Cuando nos dimos cuenta de que el fin era cercano, muchos nos marchamos a Jaca, sabiendo que era el último viaje para aquella envidiable y dura tarea. Allí estaban su madre, doña Nati, que nunca se separó de su hijo (el padre había fallecido antes), sus hermanas, hermanos y cuñados. Ocupaba una cama de las muchas que había en una enorme sala de aquellos hospitales militares con grandes estancias. Luis Mari era el único enfermo en la pieza. La persona que le acompañaba utilizaba otra de las camas. Muchos otros amigos fueron desfilando: una lista casi interminable. Entrábamos y salíamos según el estado del enfermo. Tuve ocasión de hablar muchas veces con él. En los momentos finales, estaba también el sacerdote que le atendió espiritualmente y le administró los sacramentos: Confesión, Comunión Eucarística y Unción de los Enfermos.

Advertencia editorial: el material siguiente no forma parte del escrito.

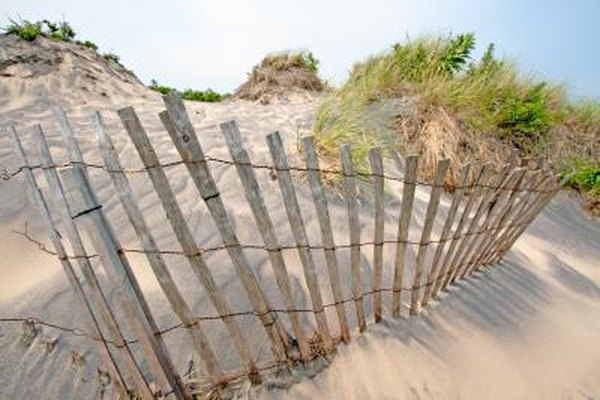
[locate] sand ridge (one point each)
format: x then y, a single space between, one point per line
524 329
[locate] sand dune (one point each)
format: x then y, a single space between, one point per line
526 328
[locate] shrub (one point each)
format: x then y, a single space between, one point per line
154 85
208 95
87 43
59 31
26 30
111 57
465 109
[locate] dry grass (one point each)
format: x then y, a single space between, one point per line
279 74
465 110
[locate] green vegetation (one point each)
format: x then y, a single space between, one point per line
585 177
208 96
26 30
280 74
60 31
464 109
87 43
285 60
111 57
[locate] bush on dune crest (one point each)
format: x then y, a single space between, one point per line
463 109
279 74
59 31
208 95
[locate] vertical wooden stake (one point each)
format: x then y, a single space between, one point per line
124 381
445 235
290 200
351 197
185 237
378 193
481 178
408 197
181 131
320 200
430 214
117 266
265 227
155 259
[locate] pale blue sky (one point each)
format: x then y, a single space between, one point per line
213 44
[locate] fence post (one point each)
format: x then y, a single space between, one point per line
351 198
290 200
124 382
155 259
320 200
481 178
488 205
265 227
444 236
494 228
117 266
527 203
181 131
408 197
537 207
184 235
486 194
434 200
378 194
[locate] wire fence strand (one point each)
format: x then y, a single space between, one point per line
7 175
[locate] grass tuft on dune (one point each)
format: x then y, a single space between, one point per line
462 108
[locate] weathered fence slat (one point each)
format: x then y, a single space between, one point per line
262 218
378 197
430 214
320 200
494 227
124 381
118 269
74 237
487 210
536 207
445 235
529 200
297 226
184 235
155 259
487 193
351 198
408 197
483 221
481 178
182 133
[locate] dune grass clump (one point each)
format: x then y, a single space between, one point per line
61 31
463 108
208 95
279 74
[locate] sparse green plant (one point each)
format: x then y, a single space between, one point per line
154 85
24 29
88 44
111 57
584 176
59 31
208 96
464 109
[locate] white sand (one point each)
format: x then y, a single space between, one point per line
526 329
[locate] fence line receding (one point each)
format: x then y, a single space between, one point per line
488 211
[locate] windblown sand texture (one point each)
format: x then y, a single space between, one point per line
526 328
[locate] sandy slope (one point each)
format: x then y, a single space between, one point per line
525 329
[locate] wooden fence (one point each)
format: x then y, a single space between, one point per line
488 211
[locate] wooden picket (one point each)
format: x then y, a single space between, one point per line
488 212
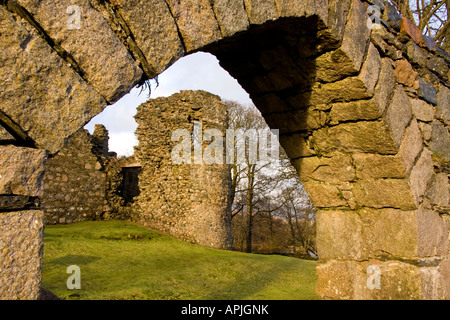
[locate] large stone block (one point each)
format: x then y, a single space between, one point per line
386 85
231 16
21 171
384 238
324 195
404 73
294 121
39 92
336 169
422 110
371 68
421 174
443 106
384 193
437 191
333 66
356 34
366 137
444 269
411 145
337 279
196 22
154 31
339 235
260 11
4 135
353 111
398 114
337 17
376 166
296 146
288 8
349 89
432 234
440 141
106 63
21 254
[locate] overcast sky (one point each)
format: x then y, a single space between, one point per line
200 71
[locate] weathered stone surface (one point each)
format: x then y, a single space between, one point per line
337 279
337 17
352 111
438 65
421 174
333 66
443 105
356 34
375 166
369 137
48 81
14 203
188 201
296 146
398 115
21 171
440 140
154 31
416 54
324 195
386 85
427 92
75 187
205 28
384 193
409 28
399 281
293 121
444 269
426 130
383 237
432 234
411 145
371 68
287 8
349 89
231 16
339 235
4 135
404 73
335 169
438 190
349 280
422 110
260 11
106 63
21 254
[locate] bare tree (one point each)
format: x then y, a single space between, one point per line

Había un médico en las prácticas de la milicia universitaria, que se portó de un modo admirable. Nos advirtió que los enfermos de tuberculosis (¡qué rara se nos hacía la muerte por una enfermedad que creíamos desaparecida!) mueren con plena conciencia. Los que le rodeábamos también éramos conscientes del final ya cercano. Por el cariño que le profesábamos, familiares y amigos fuimos sitiando la cama durante los que se intuían sus últimos momentos. Parecía un poco espectáculo. Sin embargo, el círculo que le cercaba surgió de modo normal, espontáneo. Queríamos tal vez darle el último aliento con una jaculatoria, una sonrisa, quizá una mirada de la que empezaban a escapar lágrimas furtivas, o lo considerábamos como un privilegio. Luis Mari nos miraba agradecido, con una expresión todavía muy entera, cuando se cumplió el vaticinio del médico: no sólo moriría conscientemente, sino que sería el primero en captar su final. Tan real fue, que mirándonos a todos, bromeó: «ahora sí que la hinco», afirmó. Y así fue efectivamente.

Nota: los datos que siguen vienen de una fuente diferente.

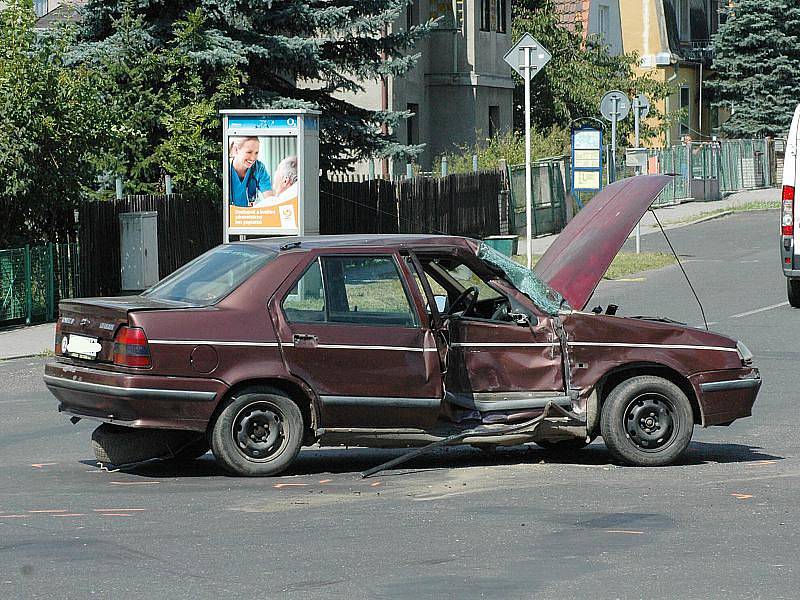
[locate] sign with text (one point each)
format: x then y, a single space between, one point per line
271 172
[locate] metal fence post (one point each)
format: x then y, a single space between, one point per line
51 284
28 292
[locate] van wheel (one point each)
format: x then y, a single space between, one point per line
793 292
258 433
647 421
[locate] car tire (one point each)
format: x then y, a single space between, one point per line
793 292
570 445
258 433
647 421
116 445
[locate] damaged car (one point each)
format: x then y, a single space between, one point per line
260 347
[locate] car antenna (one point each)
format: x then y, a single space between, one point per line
675 254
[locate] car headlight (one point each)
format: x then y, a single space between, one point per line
744 354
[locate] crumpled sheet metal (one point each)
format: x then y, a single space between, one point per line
525 280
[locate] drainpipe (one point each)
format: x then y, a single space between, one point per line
384 107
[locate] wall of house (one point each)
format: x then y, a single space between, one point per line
606 14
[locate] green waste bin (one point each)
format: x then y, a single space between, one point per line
505 244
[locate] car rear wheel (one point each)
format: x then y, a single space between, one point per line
116 445
647 421
258 433
793 292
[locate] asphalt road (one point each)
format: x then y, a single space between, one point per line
515 523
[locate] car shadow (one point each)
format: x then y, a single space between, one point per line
320 461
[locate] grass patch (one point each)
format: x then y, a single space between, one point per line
624 263
746 207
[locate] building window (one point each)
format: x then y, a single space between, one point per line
500 9
411 15
682 16
412 125
603 20
494 121
686 111
486 15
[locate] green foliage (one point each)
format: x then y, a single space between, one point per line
50 127
757 65
289 54
510 147
574 81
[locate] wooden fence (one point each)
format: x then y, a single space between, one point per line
186 229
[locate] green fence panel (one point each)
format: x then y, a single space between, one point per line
34 279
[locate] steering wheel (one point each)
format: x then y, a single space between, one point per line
468 298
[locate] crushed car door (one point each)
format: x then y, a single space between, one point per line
348 327
499 359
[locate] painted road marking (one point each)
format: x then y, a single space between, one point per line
135 482
758 310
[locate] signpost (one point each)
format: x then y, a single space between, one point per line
614 106
270 168
527 57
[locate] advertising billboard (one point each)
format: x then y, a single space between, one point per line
270 173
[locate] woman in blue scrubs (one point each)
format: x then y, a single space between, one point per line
249 178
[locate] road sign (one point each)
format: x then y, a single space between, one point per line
539 56
615 105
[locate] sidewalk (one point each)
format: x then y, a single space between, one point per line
21 341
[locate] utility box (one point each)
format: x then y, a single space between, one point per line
138 250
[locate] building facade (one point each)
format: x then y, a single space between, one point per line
461 90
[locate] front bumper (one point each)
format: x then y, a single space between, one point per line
134 400
725 396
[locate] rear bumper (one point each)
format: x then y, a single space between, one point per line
134 400
725 396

Sin contradicción alguna, porque la fe siendo de Dios es muy humana, mi cabeza y mi corazón bailaban entre la aceptación rendida de la voluntad divina y aquellos preciosos versos de Miguel Hernández a la muerte de su amigo Ramón Sitjé:
Yo quiero ser llorando el hortelano
De la tierra que ocupas y estercolas,
Compañero del alma, tan temprano.
He reflexionado mil veces sobre las últimas palabras de Luis Mari, una auténtica oración, su último acto de entrega, pronunciado entre el humor y la fortaleza navarros, revitalizados por la energía de la fe. Seguramente no quería morirse, pero aceptó, más aún, amó lo que Dios había previsto para él. «Ahora sí que la hinco», hermosa jaculatoria imprevista, fuera de toda usanza. Con ella, Luis María volvió, una vez más, a romper el molde de lo previsto, como cuando aceptó con una sonrisa la enfermedad y el hecho del imposible traslado a Pamplona. Hizo extraordinariamente bien lo ordinario, hasta su muerte sencilla tuvo un no sé qué de distinto que, después de tantos años transcurridos, permanece indeleble en mi alma. Esta es la muerte con Dios que yo querría, pero tendré la que Él quiera, que será la mejor para mí.